NRC Newsletter - August 2017

New River Computing is moving on Aug. 18th!

It's with great pleasure to share with you that on August 21, we will open our doors for business in our new building at 104 Hubbard Street! Our move is scheduled for August 18. On the 18th, we will be open for business and our staff is prepared to handle service calls remotely. Our phone number will not change, it will stay 540-808-2900. We anticipate minimal interruptions to production and service during our move. If you are on one of our managed service plans, the New River Computing icon in the taskbar may show a red " X" or some other alert when we move our servers. The server move is scheduled for Saturday the 19th at 9:30am. We hope to be back online around noon.

We look forward to continuing to provide you with quality service from our new location!


There was a sea change in thought about passwords this week

This stuff will impact our daily lives. There's been many news articles recently about Bill Burr, author of the National Institute of Standards and Technology document about password standards. You know, change every 90 days, use special characters, numbers, letters and so forth. Many in our industry knew that these standards were demonstrably garbage (link goes to one memorable example) and led to poor security postures. Now we see headlines like "The man who put us through password hell regrets everything".

As better thinking emerges, we'll all lead better lives when our passwords are stronger, easier to remember, and do not need regular changing. A password like correcthorsebatterystaple beats Tr0ub4dor&3 every day of the week. The industry will take years to catch up and change all the coding that requires password complexity, regular password changes and so forth, but change is in the air.


Windows 10 Speech Recognition

Want to talk to your PC? Ready to dictate documents and text? Want to control your PC with your voice? Windows 10 has grouped its voice commands under Speech Recognition, which interprets the spoken word across the operating system for a variety of tasks. Simply plug in your microphone for optimal use and search Speech Recognition to get started. Check out additional information at the Microsoft support site at Use Speech Recognition.


New River Computing at the Blacksburg Escape Room

New River Computing recently had the opportunity to hold a few team building activities at Blacksburg Escape. Blacksburg Escape is a story-driven escape room experience. The challenging puzzles allowed our staff to hone in on their communication and teamwork skills to save the day! Thanks to Lisa Garcia at Blacksburg Escape and Nichole Williams, Empower Leadership guiding us in our teambuilding.

If you haven't tried an escape room before, give it a go. It is really engaging and fun!

Tech Team Group 1
Tech Team Group 1 - Mark, Scott, George, and Hansen (l to r)
Tech Team Group 2
Tech Team Group 2 - Gail, Lindsay, Corey, Chris and Alex (l to r)
Sale and Admin Team
Sales and Admin Team - Matt, Karen, Juliann, and Celeste (l to r)

On the dangers of autosave

I'm running the prerelease desktop versions of Office on my computer, and a recent update re-enabled Autosave. This suggests that Microsoft will be re-enabling the Autosave feature in Office applications like Word and Excel in a coming release. Autosave can lead to a pitfall in some situations, and we're hoping some awareness training can prevent a problem that I encountered while editing a Word doc. Here's what happened:

  • I opened a Word document, thinking I would make some changes and then save-as a different appropriate filename.
  • Because Autosave was enabled, I lost my changes to the original document, which I still needed to have!

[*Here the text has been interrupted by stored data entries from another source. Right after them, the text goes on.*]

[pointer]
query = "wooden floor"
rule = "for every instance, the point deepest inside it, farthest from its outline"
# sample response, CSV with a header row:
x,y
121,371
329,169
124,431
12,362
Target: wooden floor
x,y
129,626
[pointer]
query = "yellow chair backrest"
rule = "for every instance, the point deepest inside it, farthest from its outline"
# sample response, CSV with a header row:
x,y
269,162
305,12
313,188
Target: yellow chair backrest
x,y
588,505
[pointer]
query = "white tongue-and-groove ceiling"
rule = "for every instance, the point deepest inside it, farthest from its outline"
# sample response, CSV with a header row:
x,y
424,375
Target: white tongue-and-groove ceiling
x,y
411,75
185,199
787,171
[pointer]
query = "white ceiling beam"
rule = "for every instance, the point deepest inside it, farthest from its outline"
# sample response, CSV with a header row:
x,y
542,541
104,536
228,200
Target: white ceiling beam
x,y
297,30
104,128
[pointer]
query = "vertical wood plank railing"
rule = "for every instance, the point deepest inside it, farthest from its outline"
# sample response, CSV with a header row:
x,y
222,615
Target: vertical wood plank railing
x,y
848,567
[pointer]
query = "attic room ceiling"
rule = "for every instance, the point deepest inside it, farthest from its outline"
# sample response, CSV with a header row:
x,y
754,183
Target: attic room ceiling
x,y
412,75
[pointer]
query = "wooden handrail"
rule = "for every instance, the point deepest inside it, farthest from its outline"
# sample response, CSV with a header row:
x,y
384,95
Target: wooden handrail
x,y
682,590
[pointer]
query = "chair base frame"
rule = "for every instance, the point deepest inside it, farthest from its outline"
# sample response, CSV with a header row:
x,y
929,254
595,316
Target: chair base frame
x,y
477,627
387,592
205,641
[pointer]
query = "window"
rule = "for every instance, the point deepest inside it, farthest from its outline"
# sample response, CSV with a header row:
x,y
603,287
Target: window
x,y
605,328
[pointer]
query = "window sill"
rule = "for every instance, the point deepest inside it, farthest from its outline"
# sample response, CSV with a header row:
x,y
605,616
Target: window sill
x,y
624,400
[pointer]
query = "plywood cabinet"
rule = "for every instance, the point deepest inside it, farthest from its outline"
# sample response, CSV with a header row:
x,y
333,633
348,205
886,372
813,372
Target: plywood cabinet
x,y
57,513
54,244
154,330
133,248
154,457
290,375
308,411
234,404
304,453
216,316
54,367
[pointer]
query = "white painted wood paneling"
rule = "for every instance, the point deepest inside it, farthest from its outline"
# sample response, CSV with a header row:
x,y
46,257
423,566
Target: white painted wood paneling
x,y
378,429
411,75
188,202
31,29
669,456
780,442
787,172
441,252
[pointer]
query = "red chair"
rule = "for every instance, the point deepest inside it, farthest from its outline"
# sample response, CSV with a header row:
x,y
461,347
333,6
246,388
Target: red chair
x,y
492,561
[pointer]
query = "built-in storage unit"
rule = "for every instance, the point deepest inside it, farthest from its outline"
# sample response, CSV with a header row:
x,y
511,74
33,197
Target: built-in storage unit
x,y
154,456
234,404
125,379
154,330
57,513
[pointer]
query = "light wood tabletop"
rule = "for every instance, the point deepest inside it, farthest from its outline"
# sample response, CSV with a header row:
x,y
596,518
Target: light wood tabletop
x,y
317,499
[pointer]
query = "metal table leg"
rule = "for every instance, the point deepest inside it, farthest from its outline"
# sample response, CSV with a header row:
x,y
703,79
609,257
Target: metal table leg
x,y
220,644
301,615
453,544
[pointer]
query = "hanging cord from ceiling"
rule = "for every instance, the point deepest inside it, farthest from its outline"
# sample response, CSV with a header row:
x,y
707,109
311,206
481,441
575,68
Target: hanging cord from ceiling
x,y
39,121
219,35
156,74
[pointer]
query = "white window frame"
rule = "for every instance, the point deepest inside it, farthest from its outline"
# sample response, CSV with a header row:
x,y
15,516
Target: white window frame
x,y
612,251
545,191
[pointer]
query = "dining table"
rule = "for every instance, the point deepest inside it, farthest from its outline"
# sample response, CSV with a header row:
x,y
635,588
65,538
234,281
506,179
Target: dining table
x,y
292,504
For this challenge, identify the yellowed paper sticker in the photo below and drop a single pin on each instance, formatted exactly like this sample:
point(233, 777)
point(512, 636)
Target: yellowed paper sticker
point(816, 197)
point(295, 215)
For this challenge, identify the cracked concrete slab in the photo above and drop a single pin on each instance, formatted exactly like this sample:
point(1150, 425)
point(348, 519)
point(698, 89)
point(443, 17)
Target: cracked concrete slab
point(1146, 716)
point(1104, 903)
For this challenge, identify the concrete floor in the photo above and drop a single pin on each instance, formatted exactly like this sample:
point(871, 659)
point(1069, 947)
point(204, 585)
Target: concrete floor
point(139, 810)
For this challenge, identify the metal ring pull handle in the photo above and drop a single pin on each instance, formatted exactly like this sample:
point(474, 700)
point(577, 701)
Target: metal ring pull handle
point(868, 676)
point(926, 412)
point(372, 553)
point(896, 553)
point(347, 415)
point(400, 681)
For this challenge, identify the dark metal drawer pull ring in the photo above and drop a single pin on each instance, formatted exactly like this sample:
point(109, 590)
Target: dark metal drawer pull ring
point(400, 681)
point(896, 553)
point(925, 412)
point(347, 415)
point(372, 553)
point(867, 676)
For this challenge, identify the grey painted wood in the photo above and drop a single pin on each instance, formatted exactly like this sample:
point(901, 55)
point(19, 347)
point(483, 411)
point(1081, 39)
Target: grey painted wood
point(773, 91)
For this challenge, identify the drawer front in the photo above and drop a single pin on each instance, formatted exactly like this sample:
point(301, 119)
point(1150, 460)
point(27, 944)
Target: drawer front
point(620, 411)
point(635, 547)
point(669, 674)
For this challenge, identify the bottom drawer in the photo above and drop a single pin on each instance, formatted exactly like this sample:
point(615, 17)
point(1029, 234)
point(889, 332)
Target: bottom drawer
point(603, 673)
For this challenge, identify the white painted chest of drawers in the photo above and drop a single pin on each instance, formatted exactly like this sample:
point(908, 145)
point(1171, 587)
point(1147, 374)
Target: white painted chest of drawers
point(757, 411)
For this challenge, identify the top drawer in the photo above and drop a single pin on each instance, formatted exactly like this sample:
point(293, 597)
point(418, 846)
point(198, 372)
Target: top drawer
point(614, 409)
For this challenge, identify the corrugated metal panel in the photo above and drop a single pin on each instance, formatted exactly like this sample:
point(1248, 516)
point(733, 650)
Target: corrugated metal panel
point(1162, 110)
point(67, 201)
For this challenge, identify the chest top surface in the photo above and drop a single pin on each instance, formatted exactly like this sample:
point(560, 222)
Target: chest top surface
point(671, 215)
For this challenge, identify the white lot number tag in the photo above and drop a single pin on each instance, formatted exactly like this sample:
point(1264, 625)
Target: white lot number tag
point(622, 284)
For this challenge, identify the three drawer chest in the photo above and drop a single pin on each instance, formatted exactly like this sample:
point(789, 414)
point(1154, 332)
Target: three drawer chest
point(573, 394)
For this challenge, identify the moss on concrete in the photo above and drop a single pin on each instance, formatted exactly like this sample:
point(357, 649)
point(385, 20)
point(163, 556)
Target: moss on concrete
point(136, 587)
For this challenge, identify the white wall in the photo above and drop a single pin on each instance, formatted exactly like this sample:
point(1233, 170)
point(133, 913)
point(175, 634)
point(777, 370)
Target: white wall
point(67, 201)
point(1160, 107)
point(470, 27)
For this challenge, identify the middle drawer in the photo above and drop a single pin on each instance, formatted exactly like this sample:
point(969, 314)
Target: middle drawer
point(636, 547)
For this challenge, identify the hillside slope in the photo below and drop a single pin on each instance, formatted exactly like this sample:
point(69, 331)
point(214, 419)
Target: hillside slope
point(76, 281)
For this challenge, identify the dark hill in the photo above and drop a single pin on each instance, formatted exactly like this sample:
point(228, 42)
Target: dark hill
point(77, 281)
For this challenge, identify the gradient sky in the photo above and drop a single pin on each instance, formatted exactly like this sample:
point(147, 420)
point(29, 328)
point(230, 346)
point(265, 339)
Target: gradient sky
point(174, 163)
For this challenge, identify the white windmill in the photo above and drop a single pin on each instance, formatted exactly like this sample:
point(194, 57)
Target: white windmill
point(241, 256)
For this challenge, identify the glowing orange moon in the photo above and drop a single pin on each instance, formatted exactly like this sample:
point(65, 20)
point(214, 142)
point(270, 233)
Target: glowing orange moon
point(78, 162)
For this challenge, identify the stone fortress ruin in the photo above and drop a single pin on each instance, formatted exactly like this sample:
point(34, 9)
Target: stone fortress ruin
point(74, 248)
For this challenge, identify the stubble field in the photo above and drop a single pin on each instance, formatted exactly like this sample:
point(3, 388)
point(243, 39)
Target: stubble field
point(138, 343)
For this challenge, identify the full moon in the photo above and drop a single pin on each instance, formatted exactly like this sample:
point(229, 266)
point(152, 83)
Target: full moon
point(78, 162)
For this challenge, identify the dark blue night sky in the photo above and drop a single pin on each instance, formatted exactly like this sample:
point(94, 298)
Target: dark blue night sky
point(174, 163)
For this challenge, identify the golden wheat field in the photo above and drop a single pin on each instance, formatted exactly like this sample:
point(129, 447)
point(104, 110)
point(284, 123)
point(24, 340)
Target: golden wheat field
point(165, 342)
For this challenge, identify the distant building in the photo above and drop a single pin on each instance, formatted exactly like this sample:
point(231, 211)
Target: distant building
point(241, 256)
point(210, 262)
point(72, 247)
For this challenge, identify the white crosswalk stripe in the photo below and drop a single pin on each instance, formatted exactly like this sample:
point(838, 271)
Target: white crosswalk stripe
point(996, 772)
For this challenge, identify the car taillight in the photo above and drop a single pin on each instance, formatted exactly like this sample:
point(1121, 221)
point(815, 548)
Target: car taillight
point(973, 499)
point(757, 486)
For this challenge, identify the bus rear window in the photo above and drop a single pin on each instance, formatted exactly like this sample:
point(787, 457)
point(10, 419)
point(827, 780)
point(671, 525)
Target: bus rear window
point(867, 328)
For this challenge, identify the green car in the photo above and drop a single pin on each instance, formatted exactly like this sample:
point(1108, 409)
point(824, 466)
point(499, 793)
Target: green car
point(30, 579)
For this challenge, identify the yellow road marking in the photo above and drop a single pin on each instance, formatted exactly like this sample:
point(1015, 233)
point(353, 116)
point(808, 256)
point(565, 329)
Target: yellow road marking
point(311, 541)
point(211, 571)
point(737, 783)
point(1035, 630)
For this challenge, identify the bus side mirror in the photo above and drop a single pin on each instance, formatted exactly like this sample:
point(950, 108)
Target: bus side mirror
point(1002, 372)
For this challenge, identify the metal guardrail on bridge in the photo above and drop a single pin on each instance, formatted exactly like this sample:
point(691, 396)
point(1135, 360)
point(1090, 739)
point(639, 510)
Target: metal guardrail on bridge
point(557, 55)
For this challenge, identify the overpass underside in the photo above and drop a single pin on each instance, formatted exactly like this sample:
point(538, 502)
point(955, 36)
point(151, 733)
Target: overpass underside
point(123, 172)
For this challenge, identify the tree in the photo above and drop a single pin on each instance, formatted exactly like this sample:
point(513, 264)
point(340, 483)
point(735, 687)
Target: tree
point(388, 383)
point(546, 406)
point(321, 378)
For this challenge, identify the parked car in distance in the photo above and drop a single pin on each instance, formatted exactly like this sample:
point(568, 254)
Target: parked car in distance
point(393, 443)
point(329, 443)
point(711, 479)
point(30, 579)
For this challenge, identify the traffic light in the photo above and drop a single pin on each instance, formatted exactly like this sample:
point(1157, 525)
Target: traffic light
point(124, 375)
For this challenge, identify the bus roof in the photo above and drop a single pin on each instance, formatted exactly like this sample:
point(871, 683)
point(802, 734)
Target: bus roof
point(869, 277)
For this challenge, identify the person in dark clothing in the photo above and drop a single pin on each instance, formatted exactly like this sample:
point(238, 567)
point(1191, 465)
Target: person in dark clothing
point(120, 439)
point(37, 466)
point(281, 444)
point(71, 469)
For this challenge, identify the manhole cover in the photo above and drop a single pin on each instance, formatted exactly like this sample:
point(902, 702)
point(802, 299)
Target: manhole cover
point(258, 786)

Fortunately, because the original document was on SharePoint Online, I was able to recover the original document from Previous Versions. Bottom line, if you are like me and wantonly begin editing a documents with the intention of keeping both documents around, you need to Save As immediately, or the contents of your original document might be lost. Here is what the autosave feature may look like in future versions of the desktop Office applications. Fortunately, the feature is prominently displayed in the title bar:

autosave feature

Domain name scam

If you own a domain name, you have probably at some point received email (or even physical mail) making suspcious claims in regards to your domain. Below is an example of a domain scam that we recently received here at NRC.

Dear Manager,

The confirmation letter of your company name NEWRIVERCOMPUTING application for registration:

We are an agency engaging in registering brand name and domain names. Today, Our center received an application from TOVEN TRADEN CO and they apply to register NEWRIVERCOMPUTING as their brand name and some top-level domain names(.CN .HK etc). We found the main body of domain names is same as your company name. I am not sure about the relationship between you and them. Please tell me whether or not your company authorizes them to register names.

We are dealing with the application and we need to confirm whether you have authorized them? If you don't authorize them, please reply me an e-mail. Looking forward to your reply.

In one way, this is completely legitimate. If you follow up with them, they will sell you .CN, .HK, and other domain names. Where it fails the smell test is the suggestion that some random company in Asia is trying to register NEWRIVERCOMPUTING.HK. Why are they doing that? The answer, of course, is that they are not.

Feel free to ignore these attempts to generate business. Feel free to ignore almost all attempts to get you to purchase domain registration services or products. If you receive a communication about your domain name that you can't decide what to do with, forward it along – We can let you know whether you should follow up. Or not.